One of the basic tenants of naturopathic medicine is “Vis Medicatrix Naturae” or The Healing Power of Nature. “The healing power of nature is the inherent self-organizing and healing process of living systems which establishes, maintains and restores health. “ (Snider, P., & Zeff, J.L. (1989). Definition of Naturopathic Medicine. American Association of Naturopathic Medicine Position Paper).
To me, this speaks to the intelligent force of life – one that strives for balance and health, one that can heal us. It is in our bodies. It is in our food. It is in our plant medicine. It is an inherent force in our natural world. Just look at the Columbia River Gorge – last year it was devastated by a massive forest fire – this year, you can see new growth happening – in time, Nature will heal the land, restore habitats, and the forest will return.

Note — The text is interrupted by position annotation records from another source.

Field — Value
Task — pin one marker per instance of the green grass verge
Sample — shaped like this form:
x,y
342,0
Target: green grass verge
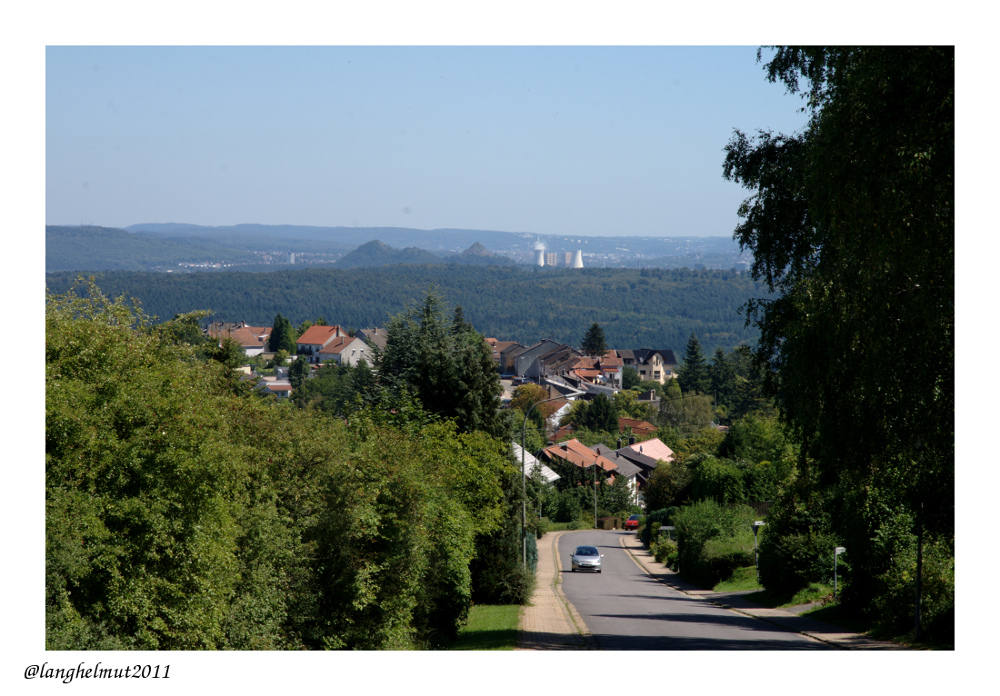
x,y
742,579
490,627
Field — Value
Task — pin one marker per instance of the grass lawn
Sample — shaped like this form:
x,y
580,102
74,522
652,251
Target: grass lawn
x,y
490,627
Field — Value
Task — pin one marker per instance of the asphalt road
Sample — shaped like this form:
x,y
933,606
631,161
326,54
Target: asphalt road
x,y
625,609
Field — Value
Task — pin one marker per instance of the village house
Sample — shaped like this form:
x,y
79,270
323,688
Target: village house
x,y
252,339
346,350
655,365
573,453
374,337
316,338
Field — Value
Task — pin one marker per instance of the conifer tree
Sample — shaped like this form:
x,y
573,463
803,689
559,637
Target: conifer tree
x,y
593,341
693,374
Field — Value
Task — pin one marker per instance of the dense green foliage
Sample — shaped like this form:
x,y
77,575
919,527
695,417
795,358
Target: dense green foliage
x,y
186,511
447,365
692,375
282,335
594,341
651,308
852,222
713,540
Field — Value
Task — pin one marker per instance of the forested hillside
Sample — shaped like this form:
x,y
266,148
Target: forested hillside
x,y
648,308
70,248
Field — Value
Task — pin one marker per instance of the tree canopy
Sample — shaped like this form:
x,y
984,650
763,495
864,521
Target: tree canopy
x,y
852,222
593,341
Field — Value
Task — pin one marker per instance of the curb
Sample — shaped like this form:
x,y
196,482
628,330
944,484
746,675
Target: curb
x,y
779,618
550,621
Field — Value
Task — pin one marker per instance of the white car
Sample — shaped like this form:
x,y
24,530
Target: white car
x,y
586,558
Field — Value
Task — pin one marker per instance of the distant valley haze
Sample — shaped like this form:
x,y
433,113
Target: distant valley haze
x,y
254,247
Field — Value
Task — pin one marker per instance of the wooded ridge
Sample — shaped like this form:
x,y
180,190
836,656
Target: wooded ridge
x,y
653,308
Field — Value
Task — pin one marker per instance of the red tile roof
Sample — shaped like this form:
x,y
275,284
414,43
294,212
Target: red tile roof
x,y
638,427
338,344
578,454
320,335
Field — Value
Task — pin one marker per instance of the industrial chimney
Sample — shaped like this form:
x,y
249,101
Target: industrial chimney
x,y
539,253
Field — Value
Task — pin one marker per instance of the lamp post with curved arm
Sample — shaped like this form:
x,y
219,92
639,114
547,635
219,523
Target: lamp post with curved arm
x,y
524,485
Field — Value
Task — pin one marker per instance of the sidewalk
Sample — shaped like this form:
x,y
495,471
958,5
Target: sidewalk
x,y
735,601
550,622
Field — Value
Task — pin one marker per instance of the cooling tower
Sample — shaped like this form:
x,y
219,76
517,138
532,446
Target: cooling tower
x,y
539,253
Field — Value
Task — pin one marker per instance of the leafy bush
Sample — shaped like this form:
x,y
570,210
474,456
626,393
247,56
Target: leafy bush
x,y
895,606
719,480
661,517
790,562
665,551
726,554
703,522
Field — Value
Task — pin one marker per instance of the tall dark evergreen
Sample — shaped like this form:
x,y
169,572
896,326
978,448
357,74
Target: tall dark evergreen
x,y
594,341
297,372
600,415
447,365
693,374
282,335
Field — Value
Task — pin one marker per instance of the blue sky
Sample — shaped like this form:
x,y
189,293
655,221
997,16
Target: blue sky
x,y
619,140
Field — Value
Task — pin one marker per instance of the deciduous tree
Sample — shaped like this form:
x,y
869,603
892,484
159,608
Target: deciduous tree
x,y
852,222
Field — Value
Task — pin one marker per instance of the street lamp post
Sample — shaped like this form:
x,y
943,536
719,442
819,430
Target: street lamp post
x,y
524,486
756,558
595,494
836,552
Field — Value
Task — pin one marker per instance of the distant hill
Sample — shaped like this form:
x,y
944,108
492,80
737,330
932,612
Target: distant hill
x,y
91,248
376,253
647,308
478,255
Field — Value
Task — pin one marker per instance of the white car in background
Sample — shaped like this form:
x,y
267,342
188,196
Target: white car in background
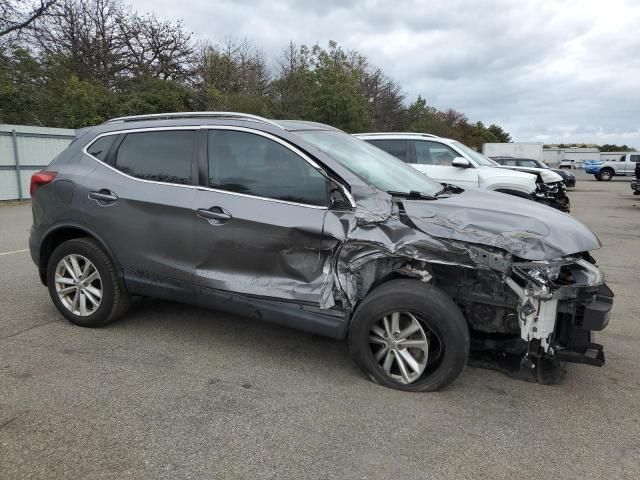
x,y
450,161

But as we get more obsessed with our electronic devices, our online connections to the world at large, we lose this vital connection. We are more likely to feel alienated and more prone to reduced attention spans. Richard Louv called this “Nature Deficit Disorder” in his book, Last Child in the Woods. Children and young adults are especially vulnerable to this disorder. There is an immense amount of research showing that nature is good for our health. Spending time in nature reduces stress, lowers our blood pressure, improves our mental outlook, gives us good nutrients like oxygen and vitamin D, and decreases pain.
Being in nature increases dopamine and serotonin in our brains – chemicals that are associated with an improved sense of satisfaction and motivation. Nature reduces anger, stress, and aggression. It promotes a sense of community, it promotes healthy babies. Nature is a powerful antidepressant.
And it is a reciprocal relationship- if we spend more time in nature, we come to recognize the medicine and importance of natural spaces. We are more inclined to maintain and protect the natural space around us because we have a relationship with it. It becomes more than a commodity, it becomes part of our community.
What could be so simple, so natural? Pack a simple lunch, a bottle of water and head for the park. Put your electronics away and spend an afternoon taking a hike, or strolling through your garden, or reading a book under a tree in a neighborhood park. Consider it medicine. The Vis Medicatrix Naturae.